Abstract
Objectives
Participants should 1) understand the similarities and differences between nosocomial methicillin-resistant Staphylococcus aureus (MRSA) and its community-acquired counterpart (CA-MRSA); 2) recognize MRSA as an evolving member of the bacterial pathogens responsible for acute bacterial rhinosinusitis (ABRS); and 3) raise suspicion of CAMRSA in the differential for cases of progressive sinusitis, with or without complications, despite conventional first-line antimicrobial therapies.
Methods
Following the retrospective review of patients presenting to an urban tertiary care institution, those patients presenting with complicated sinusitis were identified. Data collected from chart review included age, sex, presenting signs and symptoms, onset of illness, therapy initiated prior to emergent presentation, operative procedures performed and operative findings, culture organisms and sensitivities, postoperative course, and final outcomes.
Results
9 patients presented with periorbital complications following an antecedent sinusitis.
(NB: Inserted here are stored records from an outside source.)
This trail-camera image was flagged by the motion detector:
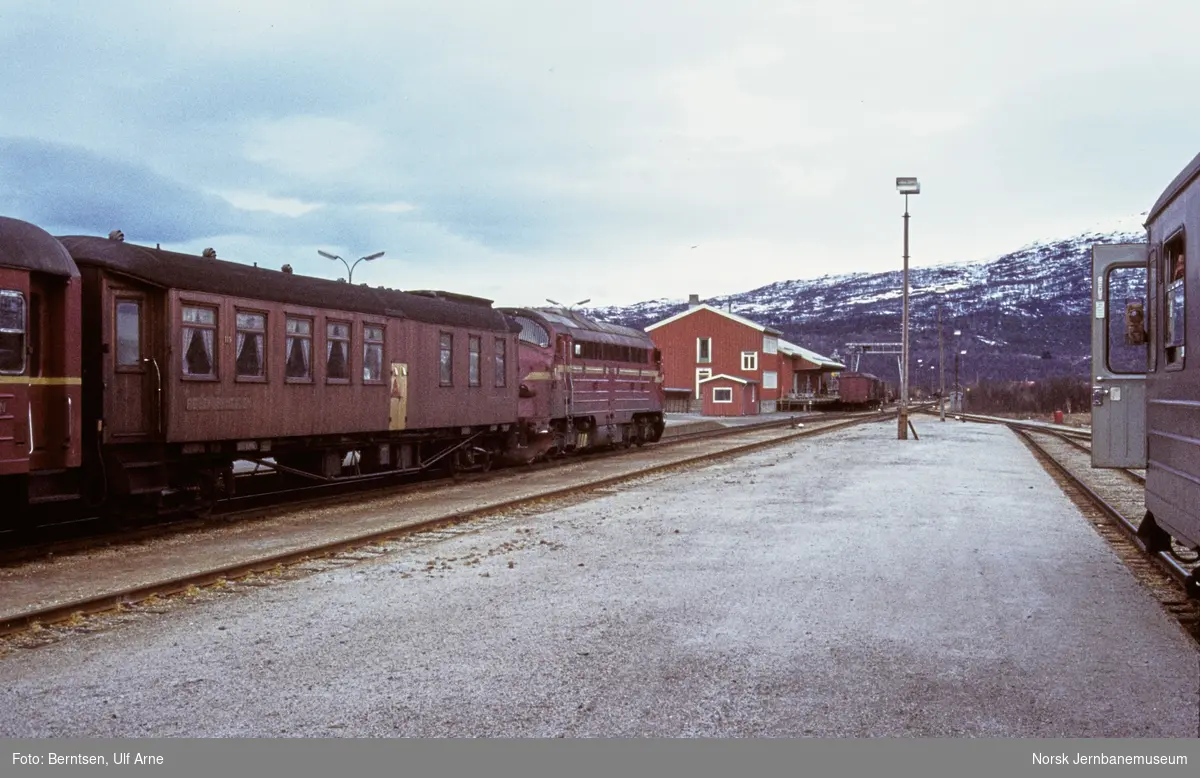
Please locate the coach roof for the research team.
[0,216,79,276]
[1146,154,1200,225]
[59,237,516,331]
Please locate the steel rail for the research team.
[1013,429,1200,599]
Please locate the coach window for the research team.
[496,337,509,387]
[235,311,266,381]
[467,335,484,387]
[0,289,25,376]
[514,316,550,348]
[116,300,142,370]
[286,316,312,383]
[362,324,383,383]
[1163,231,1188,370]
[181,305,217,379]
[325,322,350,382]
[1104,265,1150,373]
[438,333,454,387]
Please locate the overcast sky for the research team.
[0,0,1200,305]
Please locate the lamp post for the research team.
[317,249,383,283]
[934,287,946,421]
[896,178,920,441]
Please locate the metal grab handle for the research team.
[142,357,162,435]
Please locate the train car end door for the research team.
[388,363,408,432]
[1092,244,1150,468]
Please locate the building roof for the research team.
[646,303,782,336]
[700,373,758,384]
[779,340,846,370]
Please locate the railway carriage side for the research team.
[0,217,83,529]
[62,238,525,509]
[1092,155,1200,581]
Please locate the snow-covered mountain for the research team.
[587,224,1145,387]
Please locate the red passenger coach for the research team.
[60,230,516,505]
[0,217,82,511]
[500,309,664,454]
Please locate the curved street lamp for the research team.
[317,249,383,283]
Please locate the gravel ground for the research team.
[0,418,1200,737]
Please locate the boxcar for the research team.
[61,230,516,511]
[500,309,664,451]
[838,372,887,408]
[1092,148,1200,596]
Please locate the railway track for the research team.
[921,414,1200,642]
[1010,425,1200,641]
[0,413,889,635]
[0,413,878,567]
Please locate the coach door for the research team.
[388,363,408,432]
[1092,244,1150,468]
[104,288,160,443]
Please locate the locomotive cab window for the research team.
[362,324,383,383]
[1163,231,1188,370]
[325,322,350,383]
[284,316,312,383]
[0,289,26,376]
[234,311,266,381]
[180,305,217,381]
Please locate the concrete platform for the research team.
[0,417,1200,737]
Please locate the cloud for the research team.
[0,0,1200,301]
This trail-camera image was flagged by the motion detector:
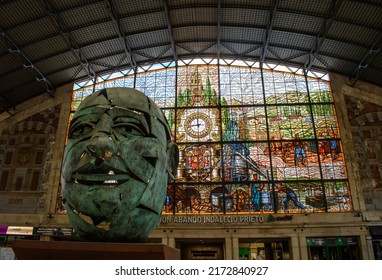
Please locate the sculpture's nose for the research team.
[86,133,117,166]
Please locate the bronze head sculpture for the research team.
[62,88,179,242]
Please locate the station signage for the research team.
[160,215,293,225]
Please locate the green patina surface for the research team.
[62,88,179,242]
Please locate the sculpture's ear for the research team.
[167,142,179,182]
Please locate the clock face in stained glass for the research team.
[184,112,212,138]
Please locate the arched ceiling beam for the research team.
[44,0,96,79]
[304,0,343,72]
[0,29,54,97]
[104,0,137,69]
[163,0,178,63]
[260,0,279,63]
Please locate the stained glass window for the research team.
[66,61,352,215]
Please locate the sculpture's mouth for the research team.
[72,170,131,188]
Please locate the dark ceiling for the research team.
[0,0,382,112]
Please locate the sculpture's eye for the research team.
[113,123,145,138]
[69,123,94,138]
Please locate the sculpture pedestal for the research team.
[12,239,180,260]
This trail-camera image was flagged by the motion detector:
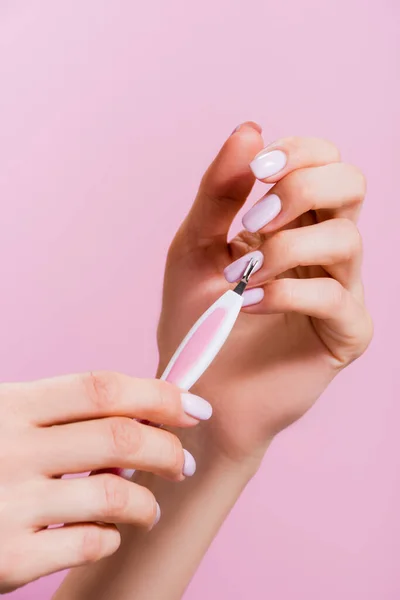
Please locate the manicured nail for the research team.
[224,250,264,283]
[149,502,161,531]
[118,469,135,479]
[153,502,161,527]
[242,288,264,306]
[231,121,262,135]
[250,149,287,179]
[242,194,282,233]
[182,450,196,477]
[181,393,212,421]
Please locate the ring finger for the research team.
[32,474,160,528]
[243,163,365,233]
[31,417,195,481]
[247,219,362,290]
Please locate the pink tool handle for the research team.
[162,307,226,386]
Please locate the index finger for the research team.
[5,371,212,427]
[250,137,340,183]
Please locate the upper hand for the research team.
[158,123,372,461]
All 9 patients developed infectious orbital complications including periorbital cellulitis, lid abscess, orbital abscess, and 1 case of ipsilateral blindness. Cultures identified CA-MRSA as the primary pathogen which was characteristically sensitive only to vancomycin, clindamycin, doxycycline, and trimethoprim/sulfamethoxazole. All patients were treated with vancomycin with subsequent transition to oral antibiotics. In addition, all patients required early surgical intervention to manage their disease.
Conclusions
While the vast majority of ABRS is easily treated using the guidelines established by the Sinus and Allergy Health Partnership, clinicians should consider CAMRSA sinusitis in those patients who fail to respond or who suffer disease progression. This presentation discusses the diagnosis and treatment of CA-MRSA sinusitis with emphasis on bacterial resistance and appropriate antibiotic selection.